Only a small forward bias (positive V) is required to cause a diode to conduct a
significant current I, and the less this voltage, the better. Ideally, this voltage would be zero
volts. Also, ideally, a diode can conduct any value of current I in the forward direction, with this
value being determined not by the diode, but by other components in the circuit in which the
diode is connected. Also, ideally, a diode conducts zero amperes for a negative V, regardless of
the voltage magnitude.
Put another way, an ideal diode is a short circuit for a voltage V that tends to be positive
(but it cannot be more than 0 V). Also, an ideal diode is an open circuit for a negative V. Thus,
an ideal diode acts like a switch that is closed for current flow in the direction of the arrow in the
diode circuit symbol, and open otherwise. Essentially, it is an electronically operated switch.
This ideal approximation is satisfactory for analyzing many circuits that contain diodes, provided
that the voltage levels are much greater than 0.7 V. Fig. 8.2 shows the I-V characteristic for an
ideal diode.
Fig. 8.2
Fig. 8.3 shows the I-V characteristic of an actual, physical diode. The part of the curve in
the first quadrant is the forward characteristic, and the part in the third quadrant is the reverse
characteristic. The current Is is called the reverse saturation current. For a reverse voltage VB,
the diode “breaks down” and draws a large reverse current.
Fig. 8.3
The diode forward characteristic is shown on an expanded scale in Fig. 8.4. Observe the
“turn-on” voltage VT. For forward voltages less than VT, a diode conducts very little current.
Also, in the normal forward operating range, the diode voltage is approximately VT, almost
irrespective of the current value. For the common silicon diode, VT is approximately 0.7 V.
Fig. 8.4
Except for the reverse-breakdown region, the I-V characteristic of a diode may be
expressed analytically as
I = Is(e40V - 1)
at room temperature (20C). For a silicon diode, the saturation current Is is of the order of 1 nA.

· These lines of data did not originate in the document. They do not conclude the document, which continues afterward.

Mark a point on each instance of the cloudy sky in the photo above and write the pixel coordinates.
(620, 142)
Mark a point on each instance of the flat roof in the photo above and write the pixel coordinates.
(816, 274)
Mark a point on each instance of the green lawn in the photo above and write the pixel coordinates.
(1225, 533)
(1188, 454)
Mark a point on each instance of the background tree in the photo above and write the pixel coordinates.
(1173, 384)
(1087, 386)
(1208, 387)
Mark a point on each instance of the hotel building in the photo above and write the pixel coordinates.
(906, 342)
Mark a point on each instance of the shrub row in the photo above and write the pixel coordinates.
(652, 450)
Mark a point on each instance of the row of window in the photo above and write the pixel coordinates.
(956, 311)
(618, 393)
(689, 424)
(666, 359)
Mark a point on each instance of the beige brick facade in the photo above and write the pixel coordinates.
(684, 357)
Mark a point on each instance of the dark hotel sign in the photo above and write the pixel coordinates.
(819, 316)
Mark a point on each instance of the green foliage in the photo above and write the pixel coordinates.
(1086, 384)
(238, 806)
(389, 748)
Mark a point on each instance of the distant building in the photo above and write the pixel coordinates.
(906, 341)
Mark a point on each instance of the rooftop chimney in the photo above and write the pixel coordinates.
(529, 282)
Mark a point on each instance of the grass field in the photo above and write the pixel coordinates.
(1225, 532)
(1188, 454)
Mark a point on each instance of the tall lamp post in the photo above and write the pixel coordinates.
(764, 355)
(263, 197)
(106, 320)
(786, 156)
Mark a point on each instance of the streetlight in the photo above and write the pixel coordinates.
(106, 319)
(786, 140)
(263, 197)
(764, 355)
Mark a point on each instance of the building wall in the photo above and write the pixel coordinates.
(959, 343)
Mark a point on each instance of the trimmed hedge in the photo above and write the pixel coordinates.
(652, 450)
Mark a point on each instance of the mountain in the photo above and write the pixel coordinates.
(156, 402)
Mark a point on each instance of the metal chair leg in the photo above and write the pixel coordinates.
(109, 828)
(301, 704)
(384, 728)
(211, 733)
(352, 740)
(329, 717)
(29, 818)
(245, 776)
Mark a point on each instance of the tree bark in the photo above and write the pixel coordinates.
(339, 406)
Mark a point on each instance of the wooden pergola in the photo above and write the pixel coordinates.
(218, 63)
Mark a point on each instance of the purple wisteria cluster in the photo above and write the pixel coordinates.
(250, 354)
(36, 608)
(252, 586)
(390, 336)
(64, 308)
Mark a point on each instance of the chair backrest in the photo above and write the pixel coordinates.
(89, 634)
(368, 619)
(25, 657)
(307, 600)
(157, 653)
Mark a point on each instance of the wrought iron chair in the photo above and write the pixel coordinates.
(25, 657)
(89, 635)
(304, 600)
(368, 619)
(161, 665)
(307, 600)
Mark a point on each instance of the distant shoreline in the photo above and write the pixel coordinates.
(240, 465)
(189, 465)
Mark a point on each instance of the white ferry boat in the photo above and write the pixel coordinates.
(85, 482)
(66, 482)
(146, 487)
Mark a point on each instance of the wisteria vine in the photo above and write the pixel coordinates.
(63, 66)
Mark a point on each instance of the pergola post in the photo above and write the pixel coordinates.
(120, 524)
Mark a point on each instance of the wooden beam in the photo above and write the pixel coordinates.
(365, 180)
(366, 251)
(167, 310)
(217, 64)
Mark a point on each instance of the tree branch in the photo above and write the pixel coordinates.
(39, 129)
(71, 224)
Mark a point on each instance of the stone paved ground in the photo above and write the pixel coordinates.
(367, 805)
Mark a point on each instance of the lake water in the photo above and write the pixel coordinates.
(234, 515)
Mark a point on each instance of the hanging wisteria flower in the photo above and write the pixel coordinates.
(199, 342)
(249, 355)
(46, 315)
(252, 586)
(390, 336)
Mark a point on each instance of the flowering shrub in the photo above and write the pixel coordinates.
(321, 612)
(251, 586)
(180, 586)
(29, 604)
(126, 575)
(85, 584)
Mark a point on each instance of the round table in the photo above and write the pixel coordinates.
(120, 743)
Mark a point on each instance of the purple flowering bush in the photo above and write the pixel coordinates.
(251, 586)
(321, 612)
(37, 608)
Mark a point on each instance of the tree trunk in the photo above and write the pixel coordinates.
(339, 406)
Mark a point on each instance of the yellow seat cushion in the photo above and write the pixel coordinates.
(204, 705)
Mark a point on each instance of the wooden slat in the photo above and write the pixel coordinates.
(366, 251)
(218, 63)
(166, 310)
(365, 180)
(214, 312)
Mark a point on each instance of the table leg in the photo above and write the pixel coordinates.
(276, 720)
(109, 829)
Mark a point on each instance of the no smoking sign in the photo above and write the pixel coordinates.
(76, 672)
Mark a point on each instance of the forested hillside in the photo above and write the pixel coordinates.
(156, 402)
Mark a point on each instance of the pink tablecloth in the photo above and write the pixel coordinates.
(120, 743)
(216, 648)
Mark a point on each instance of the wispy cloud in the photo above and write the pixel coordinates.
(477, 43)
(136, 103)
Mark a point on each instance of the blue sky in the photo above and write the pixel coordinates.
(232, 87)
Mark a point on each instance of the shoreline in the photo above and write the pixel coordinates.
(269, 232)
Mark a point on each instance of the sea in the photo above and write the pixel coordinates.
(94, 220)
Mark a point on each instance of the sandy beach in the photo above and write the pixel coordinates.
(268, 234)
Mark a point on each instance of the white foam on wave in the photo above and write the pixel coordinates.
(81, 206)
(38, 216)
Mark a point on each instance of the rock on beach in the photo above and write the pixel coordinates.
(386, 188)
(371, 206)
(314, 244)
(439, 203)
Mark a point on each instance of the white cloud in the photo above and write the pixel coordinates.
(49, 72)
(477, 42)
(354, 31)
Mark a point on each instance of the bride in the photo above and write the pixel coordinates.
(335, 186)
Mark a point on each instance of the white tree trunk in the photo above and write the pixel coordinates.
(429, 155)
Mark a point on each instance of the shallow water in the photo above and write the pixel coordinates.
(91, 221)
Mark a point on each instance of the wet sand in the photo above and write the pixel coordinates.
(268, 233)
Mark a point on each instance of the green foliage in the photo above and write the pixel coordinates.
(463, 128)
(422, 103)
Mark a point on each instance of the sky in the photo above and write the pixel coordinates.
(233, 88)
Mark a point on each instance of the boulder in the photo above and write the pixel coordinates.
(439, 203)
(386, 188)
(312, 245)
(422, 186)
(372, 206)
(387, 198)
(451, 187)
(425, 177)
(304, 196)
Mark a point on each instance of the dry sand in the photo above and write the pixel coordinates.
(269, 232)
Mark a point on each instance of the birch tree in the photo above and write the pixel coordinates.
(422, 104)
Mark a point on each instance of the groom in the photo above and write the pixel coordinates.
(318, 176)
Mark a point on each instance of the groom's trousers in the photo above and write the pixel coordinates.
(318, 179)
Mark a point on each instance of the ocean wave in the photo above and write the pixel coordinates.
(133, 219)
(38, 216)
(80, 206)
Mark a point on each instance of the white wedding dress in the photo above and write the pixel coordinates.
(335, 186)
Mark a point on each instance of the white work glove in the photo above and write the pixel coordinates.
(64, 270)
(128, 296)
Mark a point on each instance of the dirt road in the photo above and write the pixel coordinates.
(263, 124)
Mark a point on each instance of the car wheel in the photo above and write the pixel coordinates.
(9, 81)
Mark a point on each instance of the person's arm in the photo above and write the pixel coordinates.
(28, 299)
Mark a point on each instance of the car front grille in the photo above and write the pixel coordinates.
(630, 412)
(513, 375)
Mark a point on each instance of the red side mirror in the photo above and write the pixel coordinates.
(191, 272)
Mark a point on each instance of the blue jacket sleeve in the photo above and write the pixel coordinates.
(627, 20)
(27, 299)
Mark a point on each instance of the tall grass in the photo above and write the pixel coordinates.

Although the forward characteristic is exponential, because of the large factor 40 in the
exponential exponent, the characteristic appears to be almost vertical for a forward voltage
slightly greater than VT, as can be seen in Fig. 8.4.
Usually, a stripe on the diode casing designates the cathode (-) end. If there is any doubt,
a DMM ohmmeter can be used to measure the diode resistance in both directions. A diode has a
small resistance in the forward direction, which is for current flow from anode to cathode. It has
almost an infinite resistance in the reverse direction, for current flow from cathode to anode.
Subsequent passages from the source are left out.